We are not talking about neglect or abuse on this thread (not by mum of the children, anyway) We are not talking about cruelty or malnourishment or psychological harm are we?
Just normal (usually) working mothers trying to hold things together and provide a secure environment for their children, often without support.
This grown up son needs to get over himself. There are thousands of children growing up who are coping with poverty, disease, no education, persecution, homelessness, and who will, if they are lucky enough to reach adult years will make what lives they can. tricia I don't dispute your love and sincerity in explaining how things were to your children but I still think no apology should be seen as necessary.
Why oh why do mothers feel guilty - or why are they made to?
A relationship involves two sides, it involves give and take, OP's son sounds as if he has done plenty of taking, it is time he grew up and tried giving something back.

oznan Wed 28-Sep-16 10:04:48

bee63,you have struggled through hardship and done your best to raise 3 children,that sounds like a good mum to me.Why don't you write down your feelings briefly and give or post it to your son?That way,you can say what you would like him to know and he will have time to think about it.
I do hope that things improve for you and wish you all the best.
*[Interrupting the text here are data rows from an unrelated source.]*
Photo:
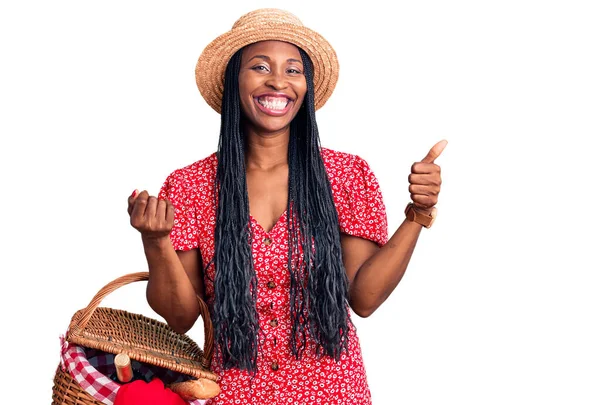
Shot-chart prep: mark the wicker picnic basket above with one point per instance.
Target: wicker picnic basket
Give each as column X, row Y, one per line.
column 143, row 339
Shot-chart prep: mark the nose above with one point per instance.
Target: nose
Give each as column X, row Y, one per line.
column 276, row 81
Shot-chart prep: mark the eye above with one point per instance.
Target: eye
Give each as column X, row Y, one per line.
column 260, row 68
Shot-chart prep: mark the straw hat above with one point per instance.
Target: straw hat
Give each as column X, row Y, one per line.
column 263, row 25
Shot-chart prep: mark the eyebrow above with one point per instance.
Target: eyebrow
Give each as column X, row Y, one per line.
column 265, row 57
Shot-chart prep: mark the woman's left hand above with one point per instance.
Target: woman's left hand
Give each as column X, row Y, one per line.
column 425, row 180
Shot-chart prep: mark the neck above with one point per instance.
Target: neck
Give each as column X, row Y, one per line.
column 266, row 150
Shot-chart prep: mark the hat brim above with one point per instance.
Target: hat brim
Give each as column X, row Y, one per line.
column 210, row 69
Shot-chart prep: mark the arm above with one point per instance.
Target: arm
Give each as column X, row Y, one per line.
column 375, row 272
column 175, row 277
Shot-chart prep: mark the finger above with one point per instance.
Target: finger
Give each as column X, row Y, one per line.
column 139, row 206
column 131, row 200
column 422, row 168
column 424, row 179
column 161, row 210
column 435, row 152
column 152, row 207
column 423, row 190
column 170, row 215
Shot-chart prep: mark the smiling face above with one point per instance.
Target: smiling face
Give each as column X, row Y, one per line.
column 272, row 85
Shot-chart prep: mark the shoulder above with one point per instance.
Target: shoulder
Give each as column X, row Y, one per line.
column 198, row 176
column 343, row 165
column 200, row 171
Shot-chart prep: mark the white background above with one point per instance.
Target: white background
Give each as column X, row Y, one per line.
column 500, row 303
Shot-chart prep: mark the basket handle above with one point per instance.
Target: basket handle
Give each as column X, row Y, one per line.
column 143, row 276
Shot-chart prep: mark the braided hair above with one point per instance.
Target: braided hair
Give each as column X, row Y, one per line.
column 318, row 281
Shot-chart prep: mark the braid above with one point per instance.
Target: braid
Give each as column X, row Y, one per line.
column 319, row 285
column 318, row 282
column 234, row 316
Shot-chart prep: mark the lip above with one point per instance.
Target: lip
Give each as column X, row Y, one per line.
column 274, row 113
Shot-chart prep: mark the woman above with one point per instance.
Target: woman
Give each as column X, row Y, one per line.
column 280, row 236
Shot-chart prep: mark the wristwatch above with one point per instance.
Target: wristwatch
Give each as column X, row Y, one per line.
column 414, row 216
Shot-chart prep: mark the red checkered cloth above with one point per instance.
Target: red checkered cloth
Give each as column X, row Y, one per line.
column 90, row 369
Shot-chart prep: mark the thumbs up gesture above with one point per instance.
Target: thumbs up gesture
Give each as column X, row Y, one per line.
column 425, row 180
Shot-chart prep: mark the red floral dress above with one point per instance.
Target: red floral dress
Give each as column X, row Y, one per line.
column 281, row 379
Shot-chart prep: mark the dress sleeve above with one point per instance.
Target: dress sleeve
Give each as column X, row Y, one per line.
column 184, row 235
column 363, row 214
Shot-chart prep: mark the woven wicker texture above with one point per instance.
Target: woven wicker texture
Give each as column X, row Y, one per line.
column 141, row 338
column 264, row 25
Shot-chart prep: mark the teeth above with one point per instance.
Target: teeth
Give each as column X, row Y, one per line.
column 273, row 103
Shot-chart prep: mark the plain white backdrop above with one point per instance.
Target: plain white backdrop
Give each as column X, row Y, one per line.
column 500, row 303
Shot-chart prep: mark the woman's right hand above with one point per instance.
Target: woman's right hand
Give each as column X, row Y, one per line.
column 152, row 217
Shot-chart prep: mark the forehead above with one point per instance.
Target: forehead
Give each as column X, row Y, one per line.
column 272, row 49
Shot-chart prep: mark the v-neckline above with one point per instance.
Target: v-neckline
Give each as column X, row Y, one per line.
column 280, row 220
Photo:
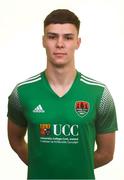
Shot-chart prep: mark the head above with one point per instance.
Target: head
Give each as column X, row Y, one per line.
column 61, row 29
column 62, row 16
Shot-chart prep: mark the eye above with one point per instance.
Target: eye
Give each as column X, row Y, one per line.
column 51, row 37
column 68, row 37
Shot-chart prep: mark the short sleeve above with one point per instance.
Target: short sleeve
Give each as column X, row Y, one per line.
column 106, row 116
column 15, row 110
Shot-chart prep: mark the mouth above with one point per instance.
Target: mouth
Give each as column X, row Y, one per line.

Lindill49 Wed 28-Sep-16 10:11:03

I've come to the conclusion that our children will never love us the same as we love them. It was our choice to have them - they owe us nothing. They have no obligation to keep in touch - if we want to stay close it's up to us to do the running. Sorry if it sounds harsh but over the years I've figured out a bit of human nature and why our kids are sometimes thoughtless.